The idea behind Freakonomics works like a charm: A University of Chicago economist works with a former New York Times Magazine editor to apply economic principles to a diverse spectrum of ideas and situations, to make clever, sometimes wacky predictions based on observable data, and to sell millions of books.
But when you assert categorically that David Gregory will make a great "Meet The Press" host because he's tall, you've gone off the rails.
This afternoon, Stephen J. Dubner -- the editor half of the Freakonomics team, with partner Steven Levitt -- posted on the Times "Freakonomics" blog that Gregory will "flourish" in his expected new position. Why? Here's his answer:
I don’t know much about his talent, since I’ve rarely seen him on TV. My prediction is based on the fact that he is, by my reckoning, approximately 17 feet tall.

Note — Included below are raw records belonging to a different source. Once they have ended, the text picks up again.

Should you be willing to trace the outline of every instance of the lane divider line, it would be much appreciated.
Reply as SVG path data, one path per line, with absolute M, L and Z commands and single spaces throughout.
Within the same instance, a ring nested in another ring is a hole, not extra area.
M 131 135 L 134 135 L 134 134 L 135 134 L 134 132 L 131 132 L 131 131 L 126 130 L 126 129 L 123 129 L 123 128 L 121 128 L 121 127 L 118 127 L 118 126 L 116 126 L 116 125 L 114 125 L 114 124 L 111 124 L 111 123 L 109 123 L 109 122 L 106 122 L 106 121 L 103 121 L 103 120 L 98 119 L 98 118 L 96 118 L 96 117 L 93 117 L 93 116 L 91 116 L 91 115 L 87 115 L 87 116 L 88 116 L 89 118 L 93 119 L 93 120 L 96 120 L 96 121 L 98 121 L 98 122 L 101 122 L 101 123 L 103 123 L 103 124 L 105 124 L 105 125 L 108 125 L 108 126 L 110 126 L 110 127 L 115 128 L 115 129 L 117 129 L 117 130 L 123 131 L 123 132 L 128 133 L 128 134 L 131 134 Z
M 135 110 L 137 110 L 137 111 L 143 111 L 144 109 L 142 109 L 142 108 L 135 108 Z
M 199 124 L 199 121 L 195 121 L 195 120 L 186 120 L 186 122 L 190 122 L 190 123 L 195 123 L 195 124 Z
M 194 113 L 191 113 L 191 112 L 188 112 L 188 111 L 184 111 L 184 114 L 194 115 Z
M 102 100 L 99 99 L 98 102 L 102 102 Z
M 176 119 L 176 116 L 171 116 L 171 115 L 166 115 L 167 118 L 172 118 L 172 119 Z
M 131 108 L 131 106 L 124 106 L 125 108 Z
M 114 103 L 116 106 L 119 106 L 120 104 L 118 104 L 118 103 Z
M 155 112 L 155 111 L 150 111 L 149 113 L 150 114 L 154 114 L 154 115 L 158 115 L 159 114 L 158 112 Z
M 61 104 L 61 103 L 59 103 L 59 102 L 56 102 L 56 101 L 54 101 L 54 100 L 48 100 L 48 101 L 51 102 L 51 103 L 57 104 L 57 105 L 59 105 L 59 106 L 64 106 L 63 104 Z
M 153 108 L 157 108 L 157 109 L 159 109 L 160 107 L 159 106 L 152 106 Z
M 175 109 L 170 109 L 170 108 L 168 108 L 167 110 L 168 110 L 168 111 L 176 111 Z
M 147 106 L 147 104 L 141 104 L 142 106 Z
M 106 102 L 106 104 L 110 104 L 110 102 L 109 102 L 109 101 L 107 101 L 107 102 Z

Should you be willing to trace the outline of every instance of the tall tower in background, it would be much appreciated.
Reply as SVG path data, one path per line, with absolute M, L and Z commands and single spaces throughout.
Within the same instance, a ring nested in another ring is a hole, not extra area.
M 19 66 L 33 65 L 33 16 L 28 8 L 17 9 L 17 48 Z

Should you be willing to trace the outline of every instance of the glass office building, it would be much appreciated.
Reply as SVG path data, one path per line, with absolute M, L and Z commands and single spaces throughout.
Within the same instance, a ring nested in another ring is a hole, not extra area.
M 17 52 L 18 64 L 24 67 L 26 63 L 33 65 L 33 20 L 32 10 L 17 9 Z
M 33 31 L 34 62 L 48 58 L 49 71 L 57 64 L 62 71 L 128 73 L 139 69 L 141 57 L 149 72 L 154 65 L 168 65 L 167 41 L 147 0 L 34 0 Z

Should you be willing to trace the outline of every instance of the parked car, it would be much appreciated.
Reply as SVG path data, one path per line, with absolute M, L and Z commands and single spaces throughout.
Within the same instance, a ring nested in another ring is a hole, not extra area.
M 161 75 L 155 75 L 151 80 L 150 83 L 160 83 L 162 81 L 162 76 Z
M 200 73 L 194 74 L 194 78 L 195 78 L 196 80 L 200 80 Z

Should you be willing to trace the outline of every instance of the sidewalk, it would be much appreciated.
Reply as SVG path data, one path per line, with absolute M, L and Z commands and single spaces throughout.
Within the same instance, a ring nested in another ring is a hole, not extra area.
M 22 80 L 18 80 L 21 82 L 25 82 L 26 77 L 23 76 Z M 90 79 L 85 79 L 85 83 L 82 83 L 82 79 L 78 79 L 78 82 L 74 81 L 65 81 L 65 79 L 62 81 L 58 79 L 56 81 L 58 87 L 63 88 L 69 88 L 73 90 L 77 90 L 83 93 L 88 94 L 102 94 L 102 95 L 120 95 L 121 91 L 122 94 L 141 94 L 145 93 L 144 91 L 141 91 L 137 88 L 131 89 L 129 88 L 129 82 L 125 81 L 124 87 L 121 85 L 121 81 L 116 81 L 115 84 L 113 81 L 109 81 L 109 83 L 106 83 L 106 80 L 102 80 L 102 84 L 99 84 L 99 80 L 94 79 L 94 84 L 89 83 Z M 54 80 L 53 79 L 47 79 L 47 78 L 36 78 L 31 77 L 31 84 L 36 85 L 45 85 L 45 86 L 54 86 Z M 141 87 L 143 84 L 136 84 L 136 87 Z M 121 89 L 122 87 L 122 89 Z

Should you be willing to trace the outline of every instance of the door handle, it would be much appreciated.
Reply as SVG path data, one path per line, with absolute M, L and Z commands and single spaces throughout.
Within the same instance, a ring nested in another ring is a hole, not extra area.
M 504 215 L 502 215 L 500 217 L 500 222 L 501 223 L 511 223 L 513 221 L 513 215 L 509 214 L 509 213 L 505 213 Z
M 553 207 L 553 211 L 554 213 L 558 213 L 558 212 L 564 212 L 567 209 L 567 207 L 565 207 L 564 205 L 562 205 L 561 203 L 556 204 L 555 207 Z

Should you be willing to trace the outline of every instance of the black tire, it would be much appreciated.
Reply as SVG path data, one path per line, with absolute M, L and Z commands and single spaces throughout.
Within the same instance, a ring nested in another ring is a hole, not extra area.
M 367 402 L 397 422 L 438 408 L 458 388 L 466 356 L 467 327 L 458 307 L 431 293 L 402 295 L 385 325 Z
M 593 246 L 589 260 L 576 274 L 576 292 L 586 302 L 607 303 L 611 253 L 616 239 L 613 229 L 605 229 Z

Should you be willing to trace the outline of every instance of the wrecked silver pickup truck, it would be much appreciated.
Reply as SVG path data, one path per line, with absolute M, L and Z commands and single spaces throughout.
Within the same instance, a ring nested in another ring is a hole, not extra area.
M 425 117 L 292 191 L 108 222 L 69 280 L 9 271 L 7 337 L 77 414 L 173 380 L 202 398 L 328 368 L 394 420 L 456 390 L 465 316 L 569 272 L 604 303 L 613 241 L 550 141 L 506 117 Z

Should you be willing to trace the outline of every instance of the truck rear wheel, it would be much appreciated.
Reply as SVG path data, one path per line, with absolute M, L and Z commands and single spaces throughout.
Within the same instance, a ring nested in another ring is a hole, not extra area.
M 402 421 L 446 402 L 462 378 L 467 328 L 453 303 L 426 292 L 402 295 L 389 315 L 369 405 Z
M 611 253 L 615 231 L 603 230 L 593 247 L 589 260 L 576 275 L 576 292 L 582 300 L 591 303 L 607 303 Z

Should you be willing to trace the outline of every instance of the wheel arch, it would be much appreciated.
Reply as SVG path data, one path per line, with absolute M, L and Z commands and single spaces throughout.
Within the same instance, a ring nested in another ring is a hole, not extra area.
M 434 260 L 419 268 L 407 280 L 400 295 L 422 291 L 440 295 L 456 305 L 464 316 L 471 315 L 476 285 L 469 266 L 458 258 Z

Actually, Gregory is 6' 5", although Dubner doesn't provide that information -- or the fact that his highly successful predecessor, Tim Russert, was only 5' 9". Instead he pursues his point with what he considers empirical evidence based on personal observation. It seems that Dubner witnessed Gregory maneuver his way to the front of a group of reporters near Sarah Palin at the Republican National Convention last summer, and came away awestruck by his height:
He had marched up front and, without a word, planted his gigantic self in front of the rest of us in order to try to speak to one of Palin’s handlers. So I, and the others around me, were left looking at Gregory’s very broad, very tall back. We laughed at Gregory’s pushiness — but, you had to admit, here was a guy with a job to do and damn it, he was going to do it, even if it meant blocking out the sun for a handful of lowly colleagues.
Dubner neglects to mention whether Gregory was, in fact, able to ask a question of Palin, or get an answer. Perhaps the writer had lost consciousness in mid-swoon.